До Петровки – в объезд – ехали больше трех часов. Я успел дочитать купленный в дорогу новый детектив Донцовой. Самое чтение для автобуса, если бы не так трясло. Но даже с перерывами на особенно тряские участки разбитого асфальта, иронический роман был добит мною за полчаса до приезда.
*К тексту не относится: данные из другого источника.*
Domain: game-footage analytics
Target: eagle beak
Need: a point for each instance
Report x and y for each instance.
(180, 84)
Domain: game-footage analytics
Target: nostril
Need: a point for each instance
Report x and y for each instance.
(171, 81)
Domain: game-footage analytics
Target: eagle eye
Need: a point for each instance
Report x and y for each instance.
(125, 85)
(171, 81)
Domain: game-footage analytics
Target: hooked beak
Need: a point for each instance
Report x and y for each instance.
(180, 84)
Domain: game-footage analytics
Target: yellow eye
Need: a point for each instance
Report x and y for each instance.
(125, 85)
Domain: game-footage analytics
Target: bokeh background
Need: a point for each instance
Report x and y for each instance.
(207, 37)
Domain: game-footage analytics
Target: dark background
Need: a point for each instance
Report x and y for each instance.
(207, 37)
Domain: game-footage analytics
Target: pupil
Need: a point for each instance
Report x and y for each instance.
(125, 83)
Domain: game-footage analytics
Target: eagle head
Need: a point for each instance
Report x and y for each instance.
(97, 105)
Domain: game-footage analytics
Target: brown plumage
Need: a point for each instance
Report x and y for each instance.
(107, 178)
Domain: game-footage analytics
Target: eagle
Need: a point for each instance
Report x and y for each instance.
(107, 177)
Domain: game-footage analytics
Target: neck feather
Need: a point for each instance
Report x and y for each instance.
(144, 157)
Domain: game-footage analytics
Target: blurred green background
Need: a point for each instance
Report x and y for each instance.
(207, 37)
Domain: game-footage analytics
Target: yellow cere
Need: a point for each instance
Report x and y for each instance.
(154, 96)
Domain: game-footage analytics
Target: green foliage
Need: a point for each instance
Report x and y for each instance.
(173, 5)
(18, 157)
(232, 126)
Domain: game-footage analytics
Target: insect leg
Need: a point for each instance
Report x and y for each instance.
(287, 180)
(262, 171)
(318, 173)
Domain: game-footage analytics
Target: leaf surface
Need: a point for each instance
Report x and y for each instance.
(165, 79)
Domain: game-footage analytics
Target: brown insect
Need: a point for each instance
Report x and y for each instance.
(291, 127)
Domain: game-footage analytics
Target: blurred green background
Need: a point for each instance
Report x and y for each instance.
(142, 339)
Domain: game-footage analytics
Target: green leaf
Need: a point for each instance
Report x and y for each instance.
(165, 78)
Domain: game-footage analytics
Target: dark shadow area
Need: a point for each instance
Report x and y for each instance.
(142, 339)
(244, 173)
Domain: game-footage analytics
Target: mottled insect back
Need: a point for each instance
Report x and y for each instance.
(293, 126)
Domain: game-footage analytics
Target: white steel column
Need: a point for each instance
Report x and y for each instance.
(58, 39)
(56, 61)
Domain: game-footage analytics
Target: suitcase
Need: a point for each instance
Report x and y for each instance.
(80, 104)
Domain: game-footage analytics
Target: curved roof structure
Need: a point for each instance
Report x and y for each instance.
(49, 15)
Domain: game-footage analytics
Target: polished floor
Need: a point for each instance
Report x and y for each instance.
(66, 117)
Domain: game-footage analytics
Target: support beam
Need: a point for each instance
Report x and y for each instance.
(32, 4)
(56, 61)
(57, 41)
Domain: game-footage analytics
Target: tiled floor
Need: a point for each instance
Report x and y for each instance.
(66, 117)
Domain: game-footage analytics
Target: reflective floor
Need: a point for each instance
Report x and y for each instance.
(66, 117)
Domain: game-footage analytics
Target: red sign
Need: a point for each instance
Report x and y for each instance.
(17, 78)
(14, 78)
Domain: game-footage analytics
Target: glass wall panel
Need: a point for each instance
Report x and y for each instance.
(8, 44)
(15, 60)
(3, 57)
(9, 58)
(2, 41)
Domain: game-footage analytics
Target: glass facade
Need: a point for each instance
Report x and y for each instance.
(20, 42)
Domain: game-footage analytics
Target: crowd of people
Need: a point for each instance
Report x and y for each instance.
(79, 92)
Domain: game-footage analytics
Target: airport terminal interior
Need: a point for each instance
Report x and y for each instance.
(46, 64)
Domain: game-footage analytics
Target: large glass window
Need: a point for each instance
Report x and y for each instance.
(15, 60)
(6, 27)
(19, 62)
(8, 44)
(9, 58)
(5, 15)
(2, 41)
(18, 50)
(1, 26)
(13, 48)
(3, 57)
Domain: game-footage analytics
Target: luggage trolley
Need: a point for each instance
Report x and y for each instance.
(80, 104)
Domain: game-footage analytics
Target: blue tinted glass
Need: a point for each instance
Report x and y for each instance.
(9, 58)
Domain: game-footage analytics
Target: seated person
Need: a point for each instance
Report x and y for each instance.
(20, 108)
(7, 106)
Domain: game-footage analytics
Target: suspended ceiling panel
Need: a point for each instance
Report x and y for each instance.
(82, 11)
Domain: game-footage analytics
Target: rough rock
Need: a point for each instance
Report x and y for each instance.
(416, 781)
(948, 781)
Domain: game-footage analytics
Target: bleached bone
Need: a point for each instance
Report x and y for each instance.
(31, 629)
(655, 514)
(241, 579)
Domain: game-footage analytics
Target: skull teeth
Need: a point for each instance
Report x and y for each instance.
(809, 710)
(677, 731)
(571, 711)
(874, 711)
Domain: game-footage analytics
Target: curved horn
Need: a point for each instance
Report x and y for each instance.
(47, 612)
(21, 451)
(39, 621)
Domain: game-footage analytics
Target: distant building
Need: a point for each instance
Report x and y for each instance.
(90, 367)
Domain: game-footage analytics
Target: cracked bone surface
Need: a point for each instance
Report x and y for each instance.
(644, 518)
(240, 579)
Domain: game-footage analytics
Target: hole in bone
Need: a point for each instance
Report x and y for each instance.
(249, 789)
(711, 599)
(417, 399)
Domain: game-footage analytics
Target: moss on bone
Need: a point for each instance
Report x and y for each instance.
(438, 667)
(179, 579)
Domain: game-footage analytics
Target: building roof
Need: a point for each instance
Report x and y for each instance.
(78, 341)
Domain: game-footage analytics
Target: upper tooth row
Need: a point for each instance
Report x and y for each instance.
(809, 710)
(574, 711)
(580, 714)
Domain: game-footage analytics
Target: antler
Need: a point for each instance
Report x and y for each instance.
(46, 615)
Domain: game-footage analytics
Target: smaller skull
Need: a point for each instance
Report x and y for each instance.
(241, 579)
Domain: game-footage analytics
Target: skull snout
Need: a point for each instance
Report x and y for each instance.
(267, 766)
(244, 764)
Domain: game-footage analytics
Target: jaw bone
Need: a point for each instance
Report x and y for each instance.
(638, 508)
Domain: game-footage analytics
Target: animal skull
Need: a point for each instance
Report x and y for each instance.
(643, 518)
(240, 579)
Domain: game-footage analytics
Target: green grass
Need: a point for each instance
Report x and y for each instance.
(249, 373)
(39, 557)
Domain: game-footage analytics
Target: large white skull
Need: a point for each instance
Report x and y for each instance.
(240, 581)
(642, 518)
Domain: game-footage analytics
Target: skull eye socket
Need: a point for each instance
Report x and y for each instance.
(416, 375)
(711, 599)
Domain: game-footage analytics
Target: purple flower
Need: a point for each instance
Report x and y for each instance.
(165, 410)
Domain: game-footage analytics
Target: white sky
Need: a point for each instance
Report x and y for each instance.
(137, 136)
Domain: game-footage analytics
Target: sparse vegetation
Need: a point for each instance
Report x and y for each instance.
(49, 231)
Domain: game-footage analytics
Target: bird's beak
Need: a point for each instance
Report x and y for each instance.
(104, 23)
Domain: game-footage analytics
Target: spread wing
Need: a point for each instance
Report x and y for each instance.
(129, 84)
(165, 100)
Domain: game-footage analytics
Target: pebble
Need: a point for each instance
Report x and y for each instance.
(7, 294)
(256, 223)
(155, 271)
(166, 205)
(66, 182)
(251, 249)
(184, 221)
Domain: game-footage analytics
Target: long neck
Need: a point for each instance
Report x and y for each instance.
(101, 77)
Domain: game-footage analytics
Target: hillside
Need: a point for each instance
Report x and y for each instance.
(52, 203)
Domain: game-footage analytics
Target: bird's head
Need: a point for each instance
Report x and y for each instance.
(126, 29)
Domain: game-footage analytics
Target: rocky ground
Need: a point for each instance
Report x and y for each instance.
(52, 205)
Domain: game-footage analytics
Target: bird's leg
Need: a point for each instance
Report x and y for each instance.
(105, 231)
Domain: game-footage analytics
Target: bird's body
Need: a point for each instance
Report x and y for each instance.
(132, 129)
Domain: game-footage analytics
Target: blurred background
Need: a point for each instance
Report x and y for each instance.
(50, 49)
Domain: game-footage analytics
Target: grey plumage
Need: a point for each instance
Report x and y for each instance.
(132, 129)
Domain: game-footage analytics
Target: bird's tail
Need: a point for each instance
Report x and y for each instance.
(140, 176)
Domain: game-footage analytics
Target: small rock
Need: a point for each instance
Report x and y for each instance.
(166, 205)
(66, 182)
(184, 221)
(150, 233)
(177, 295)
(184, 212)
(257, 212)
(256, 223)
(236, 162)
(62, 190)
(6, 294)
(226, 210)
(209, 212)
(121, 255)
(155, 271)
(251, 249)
Иронии я, правда, там никакой не увидел, но книжка читалась на удивление легко, и даже глупейшие ситуации, в которые постоянно попадала главная героиня, в кресле старенького «ПАЗика» воспринимались без особого душевного надрыва.
Когда автобус притормозил на площади у конторы, водитель все так же высунулся в окно и уже беззлобно крикнул:
– Бабы, будете выходить, подругу свою не забудьте!
Бабы загалдели, подхватили сумки и повыскакивали из автобуса.
– Танька, подъем! – гаркнула Валька практически над моим ухом.
За спиной зашевелились.
– Приехали, что ль? – спросил сонный голос.
– Выспалась?! – с ехидцей произнесла Валька. – Мать-то тебе вставит сейчас. Что, съездила в город?! Поторговала?
Танька шумно зевнула.
– Не твое дело, – сказала сквозь зевоту и, расталкивая оставшихся баб, стала пробиваться к выходу.
Центральная площадь Петровки за те три года, что я здесь не был, ничуть не изменилась. Разве что вдоль главной улицы тянулась газовая труба, выкрашенная коричневой краской, да кусты акации у колхозной конторы, служившей еще и пристанищем для местной власти, стали гуще и закрывали собой практически все здание, словно прятали его от кого-то. Над входной дверью, закрытой на амбарный замок, как приговоренный, понуро висел российский триколор. Я постоял, осмотрелся и закурил. До бабкиного дома ходьбы не больше пяти минут. По прямой. Но на этот раз прямой не было. От конторы двумя широкими полосами вглубь деревни уходила глубокая колея, наполненная до краев маслянистой жижей. И только вдоль конторского забора была протоптана узкая тропинка, пройти по которой можно было только одному да и то, придерживаясь руками за штакетник. Я бросил окурок в грязь, посмотрел как он погас, выпустив жиденький дымок, и наконец-то решился: прижался к забору и, вспоминая вслух весь свой запас матерных выражений, стал пробираться к относительно сухому участку дороги.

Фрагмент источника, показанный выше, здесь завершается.